I trained five models to simulate reality as more information becomes available at each checkpoint in the race. See below.
Note that this type of training (only using data from the current year) is not possible in a real world scenario. It requires the training set runners to run the race before we can make predictions on the test set. Ideally, we would have had historical data for training and then test the model on the most recent race. We could of course train on all of the data and make predictions for the next year, as soon as the registration data becomes available - but doing so gives us no way to evaluate the models actual performance today.
Prediction Error & Baseline
A prediction is a runner's estimated finish time.
To evaluate the accuracy of predictions given by the model, we'll compare finish time predictions with actual finish times for every runner in the test set. For example, if a prediction for a specific runner was 2:00:00, but the runner actually finished in 1:59:00, the error is 60 seconds. However, to make things less static, a percentage based metric will be used instead of absolute numbers. In this example, the error would be 0.84%.
The mean error is computed as MAPE (mean absolute percentage error) for all runners in our test set. We can get sense of how good our model is by comparing it with the mean error of a baseline:
Baseline: Prediction using projected average pace:
This is the default prediction method used for spectators during races. It is computed by taking the runner's average pace so far, and multiplying it with the total distance.
Our goal is to beat the baseline, and have a smaller average error.
Features from the runner's registration. Always available.
|Gender||Male | Female|
|Age||Age in years|
|Age group||Age group in 5 year buckets|
|Start number||Relevant if seeded, otherwise in order of registration|
|Start group||Runners can use their finish time from the previous two years or run a 10km pre-race to qualify for a start group.|
5 km pace features
Pace features. Available as the runners crosses the 5 km checkpoint.
|5 km time||5 km leg time, in seconds|
|5 km pace||5 km leg pace, in seconds / kilometer|
|Start group relative pace||Pace relative to average pace of training set runners in the same start group|
|Age group relative pace||Pace relative to average pace of training set runners in the same age grou|
|Gender relative pace||Pace relative to average pace of training set runners of the same gender|
|Start group + age relative pace||Pace relative to average pace of other runners of the same start group + age group combination|
|Start group + gender relative pace||Pace relative to average pace of other runners of the same start group + gender combination|
|Gender + age relative pace||Pace relative to average pace of other runners of the same gender + age group combination|
10, 15, 20 km pace features
Same as above, but for 10, 15 and 20 km respectively. We also add a feature that compares runners' pace profiles to an average elite runner's profile. This feature requires at least two pace data points (e.g 5km and 10km), and is used as a similarity score between the runner and an elite runner.

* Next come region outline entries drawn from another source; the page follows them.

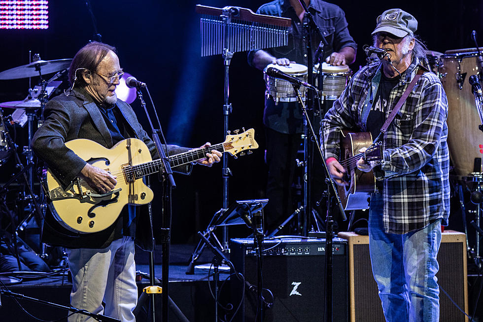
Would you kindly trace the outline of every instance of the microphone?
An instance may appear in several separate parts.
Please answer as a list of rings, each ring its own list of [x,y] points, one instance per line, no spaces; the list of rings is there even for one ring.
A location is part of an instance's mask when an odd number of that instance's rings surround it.
[[[471,85],[471,92],[473,95],[481,95],[483,94],[482,92],[482,85],[480,84],[480,77],[478,75],[472,75],[468,79],[468,81]]]
[[[126,86],[130,88],[140,88],[145,87],[146,83],[143,83],[136,79],[136,77],[133,76],[130,76],[126,79]]]
[[[269,67],[264,72],[266,75],[268,75],[270,77],[273,77],[274,78],[283,79],[283,80],[286,80],[290,84],[297,85],[299,86],[305,86],[307,88],[310,88],[314,91],[317,90],[315,87],[309,83],[305,82],[303,80],[301,80],[293,76],[290,76],[288,74],[286,74],[280,70],[277,70],[276,68]]]
[[[255,225],[255,229],[258,234],[263,236],[263,217],[262,212],[258,211],[252,215],[252,222]]]
[[[374,47],[374,46],[367,46],[366,45],[364,47],[364,51],[366,52],[366,55],[368,57],[371,56],[372,54],[376,54],[381,59],[382,59],[382,57],[387,55],[387,52],[385,49]]]

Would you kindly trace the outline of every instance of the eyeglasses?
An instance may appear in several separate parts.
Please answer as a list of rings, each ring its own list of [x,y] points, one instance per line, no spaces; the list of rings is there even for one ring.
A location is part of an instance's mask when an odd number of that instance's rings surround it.
[[[116,81],[116,79],[119,78],[119,79],[122,78],[122,75],[124,74],[124,72],[122,71],[120,71],[117,72],[117,74],[113,75],[112,76],[107,76],[106,75],[103,75],[103,74],[100,74],[97,72],[92,72],[95,74],[97,74],[99,76],[102,76],[103,77],[105,77],[106,79],[109,80],[109,83],[112,84]]]

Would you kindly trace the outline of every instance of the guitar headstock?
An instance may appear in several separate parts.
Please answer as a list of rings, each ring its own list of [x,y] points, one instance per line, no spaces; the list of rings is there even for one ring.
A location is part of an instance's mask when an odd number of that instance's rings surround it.
[[[378,142],[369,146],[364,151],[364,159],[366,162],[382,160],[382,145]]]
[[[244,155],[245,150],[247,150],[246,154],[250,154],[252,153],[250,150],[258,148],[258,143],[255,141],[255,130],[249,129],[245,131],[245,128],[242,128],[242,133],[239,133],[240,130],[236,130],[233,131],[235,135],[231,135],[228,132],[228,135],[223,142],[225,152],[234,156],[239,153],[240,155]]]

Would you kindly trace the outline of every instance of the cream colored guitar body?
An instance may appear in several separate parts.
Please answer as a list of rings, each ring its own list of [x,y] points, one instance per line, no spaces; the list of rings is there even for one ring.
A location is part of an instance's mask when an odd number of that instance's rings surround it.
[[[54,215],[66,228],[82,233],[100,231],[114,223],[127,204],[144,205],[153,199],[153,191],[144,184],[142,177],[130,182],[123,173],[123,166],[152,161],[142,141],[128,139],[107,149],[90,140],[79,139],[66,145],[92,165],[117,177],[112,191],[100,195],[80,179],[64,190],[48,171],[47,184],[56,213]]]

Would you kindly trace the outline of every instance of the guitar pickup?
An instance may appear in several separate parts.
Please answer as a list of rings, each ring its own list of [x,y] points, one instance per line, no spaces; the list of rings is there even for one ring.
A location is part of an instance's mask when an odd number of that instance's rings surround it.
[[[131,165],[126,163],[121,166],[122,169],[122,174],[126,182],[134,182],[136,179],[134,178],[134,172],[131,169]]]
[[[105,193],[102,193],[101,194],[99,194],[98,193],[94,193],[92,191],[90,191],[86,192],[86,194],[87,196],[90,197],[91,198],[104,198],[104,197],[107,197],[108,196],[110,196],[113,193],[117,193],[117,192],[119,192],[122,190],[122,188],[118,188],[115,190],[113,190],[110,191],[108,191]]]
[[[49,191],[49,198],[52,201],[68,199],[72,198],[82,199],[85,197],[80,194],[66,192],[61,187],[57,187],[55,189],[53,189]]]

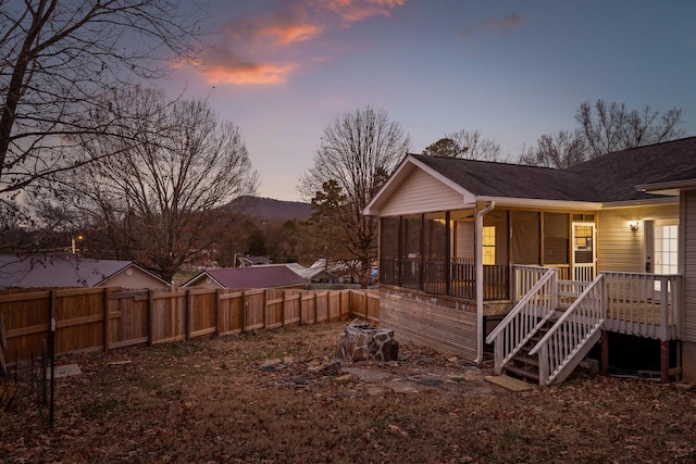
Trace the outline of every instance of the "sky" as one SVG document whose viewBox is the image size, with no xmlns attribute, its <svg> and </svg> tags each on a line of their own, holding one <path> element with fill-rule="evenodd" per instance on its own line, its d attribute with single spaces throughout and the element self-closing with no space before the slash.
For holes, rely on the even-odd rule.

|Elite runner pace profile similarity||The pace percentage difference for the 5k and 10k checkpoints of the top 20 runners for both genders are computed. These values are compared to the current runner's pace percentage difference and used as a similarity score.|
Using the features above and a machine learning algorithm called RidgeRegression we train the model, teaching it to minimize the MSE (mean squared error) of the datapoints in multidimensional space against our target variable; finish time.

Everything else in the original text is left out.